Yet another fiery scene from southern California. The fires are forecast to intensify this week, and more will likely break out under the onslaught of additional intense, dry desert winds. |
Another "particularly dangerous situation" red flag fire warning has gone up for Los Angeles and Ventura counties from very early Tuesday morning through at least noon Wednesday.
The particularly dangerous situation wording is reserved for only the most extremely dangerous weather warnings and is used pretty rarely. That wording was of course used last week in Los Angeles County, and we saw what happened.
Here we go again.
The winds this time won't be quite as strong as they were last week, but that doesn't really matter. They'll be strong enough to either blow existing fires out of control again, or cause new ones to turn into instant firestorms.

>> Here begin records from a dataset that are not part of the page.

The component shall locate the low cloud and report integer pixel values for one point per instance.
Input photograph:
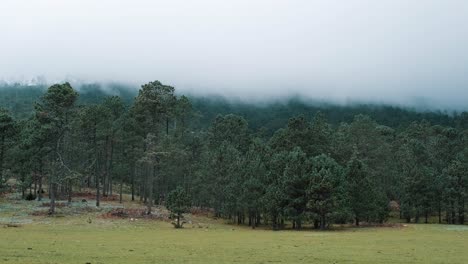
(400, 52)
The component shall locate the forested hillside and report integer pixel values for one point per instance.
(266, 164)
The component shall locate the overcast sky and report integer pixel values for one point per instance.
(395, 51)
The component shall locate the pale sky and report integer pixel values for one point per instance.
(394, 51)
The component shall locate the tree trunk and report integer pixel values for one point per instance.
(52, 198)
(133, 182)
(167, 125)
(149, 203)
(96, 168)
(110, 164)
(70, 189)
(322, 222)
(439, 209)
(121, 188)
(2, 156)
(461, 211)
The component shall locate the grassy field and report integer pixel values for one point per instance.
(72, 239)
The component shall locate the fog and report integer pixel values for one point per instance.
(391, 51)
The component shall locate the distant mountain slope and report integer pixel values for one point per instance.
(19, 99)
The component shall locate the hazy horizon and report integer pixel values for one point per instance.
(392, 52)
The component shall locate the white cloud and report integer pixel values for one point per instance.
(382, 50)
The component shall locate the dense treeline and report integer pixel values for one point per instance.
(311, 171)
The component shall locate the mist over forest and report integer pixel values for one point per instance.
(150, 131)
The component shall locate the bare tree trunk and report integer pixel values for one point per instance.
(110, 164)
(2, 156)
(52, 198)
(133, 182)
(69, 191)
(149, 202)
(121, 189)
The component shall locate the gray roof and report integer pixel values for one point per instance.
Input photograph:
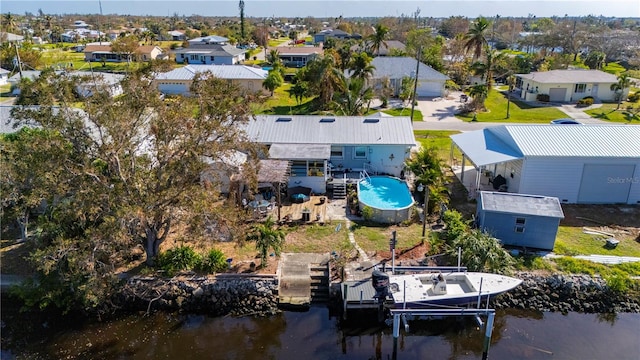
(509, 142)
(570, 76)
(219, 71)
(339, 130)
(300, 151)
(502, 202)
(399, 67)
(211, 50)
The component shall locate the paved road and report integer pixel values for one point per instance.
(439, 114)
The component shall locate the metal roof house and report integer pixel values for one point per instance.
(529, 221)
(430, 82)
(178, 81)
(588, 164)
(567, 85)
(322, 147)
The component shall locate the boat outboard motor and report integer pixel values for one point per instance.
(380, 282)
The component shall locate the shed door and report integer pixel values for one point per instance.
(605, 184)
(558, 94)
(429, 88)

Says the National Weather Service office in Los Angeles: "Areas in the red flag warning..... will have a high risk for large fires with very rapid fire spread, extreme fire behavior and long range spotting."
Long range spotting means embers from the main fire land perhaps miles downwind, setting new, large conflagrations.
The hot, dry winds off the deserts will affect Ventura County more intensely than last week. Ventura County had winds in the last go around, but they weren't as intense as they were in Los Angeles County.
Additional firefighting equipment has been deployed in the area. Also, with somewhat calmer weather, planes dumped a lot of red fire retardant on fire-prone hillsides. They hope that fire retardant will act as barriers preventing flames from entering neighborhoods.
But there's only so much you can do when the wind if blowing 40 to 70 mph.
Though Los Angeles and Ventura counties are most under the gun, fire weather warnings extend from near San Luis Obispo, which is almost up to the central California coast, all the way through San Diego County to the Mexican border.
As I noted last week, these strong Santa Ana winds peak in the late fall and early winter and tend to diminish later in the season. However, these dry winds do hit occasionally in January.
The problem is the normal winter wet season has failed. Southern California should have had at least a few inches of rain by this point in the winter. In any other year, it's too wet in mid-January to have any kind of severe fire risk no matter how strong the winds get.
Long range forecasts continue to provide no rain to southern California, at least until the last week of this month. Meanwhile strong high pressure systems will continue to bluster southward through the Rocky Mountains, possibly for the rest of the month.
Those high pressure systems in the Rockies are often set up the right pattern for the strong, dry easterly desert winds to blast through southern California.
Climate change has a hand in this, of course. California had two oddly wet winters in 2023 and 2024, which made vegetation lush. This winter, it's not raining in southern California like it's supposed to. All that dense vegetation dried out and primed the area for fires.
That climate change is contributing to newly dramatic swings in weather from wet to dry to hot to cold, and that is causing new problems and disasters all over the world
Including creating those fire conditions that are causing so much suffering in California.